Abstract:In the high-dimensional landscape, addressing the challenges of covariance regression with high-dimensional covariates has posed difficulties for conventional methodologies. This paper addresses these hurdles by presenting a novel approach for high-dimensional inference with covariance matrix outcomes. The proposed methodology is illustrated through its application in elucidating brain coactivation patterns observed in functional magnetic resonance imaging (fMRI) experiments and unraveling complex associations within anatomical connections between brain regions identified through diffusion tensor imaging (DTI). In the pursuit of dependable statistical inference, we introduce an integrative approach based on penalized estimation. This approach combines data splitting, variable selection, aggregation of low-dimensional estimators, and robust variance estimation. It enables the construction of reliable confidence intervals for covariate coefficients, supported by theoretical confidence levels under specified conditions, where asymptotic distributions are provided. Through various types of simulation studies, the proposed approach performs well for covariance regression in the presence of high-dimensional covariates. This innovative approach is applied to the Lifespan Human Connectome Project (HCP) Aging Study, which aims to uncover a typical aging trajectory and variations in the brain connectome among mature and older adults. The proposed approach effectively identifies brain networks and associated predictors of white matter integrity, aligning with established knowledge of the human brain.
What problem does this paper attempt to address?
This paper aims to address the challenges in high - dimensional covariance regression, especially when the covariate dimension is much larger than the sample size. Specifically, the paper proposes a new method to handle the regression problem with high - dimensional covariance matrices as outcomes. Traditional methods encounter difficulties in the face of high - dimensional data because when the number of covariates exceeds the sample size, the covariance matrix of covariates will have a rank - deficiency problem, causing traditional estimation methods to fail.
### Main problems solved in the paper:
1. **High - dimensional covariance regression**:
- When the dimension \( q \) of covariates is much larger than the sample size \( n \), traditional covariance regression methods are difficult to work effectively. The paper proposes a new method to solve this problem by introducing techniques such as penalized estimation and data splitting, enabling effective statistical inference in high - dimensional situations.
2. **Reliable statistical inference**:
- The paper not only focuses on parameter estimation but also proposes a framework for constructing reliable confidence intervals. This includes using techniques such as data splitting, variable selection, aggregation of low - dimensional estimates, and robust variance estimation to ensure reliable statistical inference results in high - dimensional situations.

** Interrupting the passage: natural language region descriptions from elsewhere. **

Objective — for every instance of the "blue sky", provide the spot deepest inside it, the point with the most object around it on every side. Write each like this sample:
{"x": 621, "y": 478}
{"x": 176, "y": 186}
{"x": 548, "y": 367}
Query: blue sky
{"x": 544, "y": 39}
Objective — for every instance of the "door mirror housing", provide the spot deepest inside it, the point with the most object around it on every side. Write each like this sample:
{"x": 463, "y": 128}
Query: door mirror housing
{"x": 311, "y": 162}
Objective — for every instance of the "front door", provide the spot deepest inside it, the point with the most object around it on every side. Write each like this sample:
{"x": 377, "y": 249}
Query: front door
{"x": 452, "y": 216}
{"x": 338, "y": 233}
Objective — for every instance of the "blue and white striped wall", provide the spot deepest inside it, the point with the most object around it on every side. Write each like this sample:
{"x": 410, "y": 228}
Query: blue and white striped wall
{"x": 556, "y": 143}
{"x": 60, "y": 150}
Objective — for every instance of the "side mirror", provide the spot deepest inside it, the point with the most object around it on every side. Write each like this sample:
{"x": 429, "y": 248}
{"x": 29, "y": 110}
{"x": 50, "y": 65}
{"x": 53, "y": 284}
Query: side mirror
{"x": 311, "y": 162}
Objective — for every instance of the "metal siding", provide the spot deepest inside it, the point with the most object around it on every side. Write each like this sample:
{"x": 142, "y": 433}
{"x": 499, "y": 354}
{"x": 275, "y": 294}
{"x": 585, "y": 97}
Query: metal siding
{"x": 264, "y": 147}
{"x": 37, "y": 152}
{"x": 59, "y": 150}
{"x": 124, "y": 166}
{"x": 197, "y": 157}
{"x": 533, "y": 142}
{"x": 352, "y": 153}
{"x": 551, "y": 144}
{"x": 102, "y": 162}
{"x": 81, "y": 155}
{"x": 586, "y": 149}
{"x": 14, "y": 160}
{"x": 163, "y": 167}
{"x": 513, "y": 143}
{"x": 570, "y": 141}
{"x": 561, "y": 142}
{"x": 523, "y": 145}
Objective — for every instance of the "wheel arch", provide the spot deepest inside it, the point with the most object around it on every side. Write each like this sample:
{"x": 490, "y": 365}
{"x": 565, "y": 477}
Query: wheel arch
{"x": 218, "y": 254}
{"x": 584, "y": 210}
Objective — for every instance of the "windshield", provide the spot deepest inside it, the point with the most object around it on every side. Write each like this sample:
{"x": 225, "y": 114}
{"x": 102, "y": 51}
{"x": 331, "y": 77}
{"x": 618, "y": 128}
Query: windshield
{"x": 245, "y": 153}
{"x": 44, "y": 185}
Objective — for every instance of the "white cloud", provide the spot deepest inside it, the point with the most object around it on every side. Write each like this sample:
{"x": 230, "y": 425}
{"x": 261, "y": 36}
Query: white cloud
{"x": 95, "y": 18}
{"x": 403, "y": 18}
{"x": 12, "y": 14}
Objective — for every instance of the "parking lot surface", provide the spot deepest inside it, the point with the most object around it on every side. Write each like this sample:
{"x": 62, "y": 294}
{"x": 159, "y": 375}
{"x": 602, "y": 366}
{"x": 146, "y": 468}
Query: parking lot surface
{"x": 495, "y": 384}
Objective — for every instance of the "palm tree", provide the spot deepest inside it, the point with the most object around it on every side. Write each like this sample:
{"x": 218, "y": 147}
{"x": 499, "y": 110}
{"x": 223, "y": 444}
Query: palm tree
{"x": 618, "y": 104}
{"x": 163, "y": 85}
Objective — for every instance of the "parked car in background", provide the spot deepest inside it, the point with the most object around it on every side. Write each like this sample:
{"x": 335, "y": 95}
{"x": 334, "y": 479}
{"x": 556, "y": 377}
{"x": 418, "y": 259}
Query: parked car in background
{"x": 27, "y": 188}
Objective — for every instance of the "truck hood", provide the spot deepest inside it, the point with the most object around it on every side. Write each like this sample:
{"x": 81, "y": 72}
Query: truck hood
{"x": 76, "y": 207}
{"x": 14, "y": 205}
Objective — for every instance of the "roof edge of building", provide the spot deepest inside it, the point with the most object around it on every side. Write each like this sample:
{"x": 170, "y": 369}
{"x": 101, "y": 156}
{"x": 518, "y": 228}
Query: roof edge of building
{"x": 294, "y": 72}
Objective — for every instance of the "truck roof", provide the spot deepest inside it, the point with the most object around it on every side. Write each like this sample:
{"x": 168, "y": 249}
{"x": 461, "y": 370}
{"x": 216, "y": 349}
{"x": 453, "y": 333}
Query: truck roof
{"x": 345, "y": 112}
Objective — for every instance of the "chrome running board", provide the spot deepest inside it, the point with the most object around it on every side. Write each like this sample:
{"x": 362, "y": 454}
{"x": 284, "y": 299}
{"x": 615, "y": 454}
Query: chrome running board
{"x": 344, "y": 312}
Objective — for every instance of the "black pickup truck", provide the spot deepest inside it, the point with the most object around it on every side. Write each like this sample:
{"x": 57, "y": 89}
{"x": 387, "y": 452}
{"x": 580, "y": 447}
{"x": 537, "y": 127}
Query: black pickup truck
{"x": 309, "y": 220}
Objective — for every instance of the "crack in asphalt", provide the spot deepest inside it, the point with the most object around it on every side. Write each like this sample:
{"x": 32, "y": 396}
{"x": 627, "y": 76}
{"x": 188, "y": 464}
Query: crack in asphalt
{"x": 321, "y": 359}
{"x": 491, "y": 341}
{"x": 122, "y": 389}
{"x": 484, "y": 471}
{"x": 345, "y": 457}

3. **Practical applications**:
- The paper demonstrates the application of this method in practical problems, especially in neuroimaging. For example, through functional magnetic resonance imaging (fMRI) experiments, it studies the synchronous activation patterns between brain regions, and through diffusion tensor imaging (DTI) it identifies the anatomical connections between brain regions. In addition, this method has also found applications in financial data analysis for analyzing the synchronicity of stock prices.
### Main contributions:
1. **Penalized estimation and statistical inference**:
- It is the first attempt to conduct penalized estimation and statistical inference in the context of high - dimensional covariates, laying the foundation for dealing with complex high - dimensional data and covariance matrix problems.
2. **Aggregation of low - dimensional models**:
- By aggregating low - dimensional models, it solves the computational complexity problem of high - dimensional inference, improves computational efficiency, and makes high - dimensional data processing more efficient.
3. **Robust variance estimation**:
- A variance estimation method based on the infinitesimal jackknife method has been developed. It does not depend on parametric assumptions and can generate confidence intervals with correct coverage probabilities, ensuring the reliability of statistical inference.
### Method overview:
1. **Penalized estimation**:
- Use the entire data set to estimate the model parameters \( \beta \) and \( \gamma \) and regularize the high - dimensional coefficient \( \beta \).
2. **High - dimensional inference**:
- Adopt a data - splitting strategy, divide the sample into two subsets, one for dimension reduction and the other for low - dimensional model fitting. By randomly splitting multiple times and aggregating the results, the stability and reliability of the estimate are improved.
3. **Theoretical properties**:
- Prove the consistency of the estimators and the consistency of model selection under certain conditions, and derive the asymptotic properties of the estimators for a single split.
### Application examples:
- **Neuroimaging**: Applied to the Lifespan Human Connectome Project (HCP) Aging Study to study the changes in the brain connectome of mature and elderly people, and identify brain networks and their related predictors.
- **Financial data analysis**: Analyze the synchronicity of stock prices and explore the impact of relevant attributes at the company and market levels on stock synchronicity.
Through these methods and applications, the paper provides a comprehensive and effective solution to the high - dimensional covariance regression problem.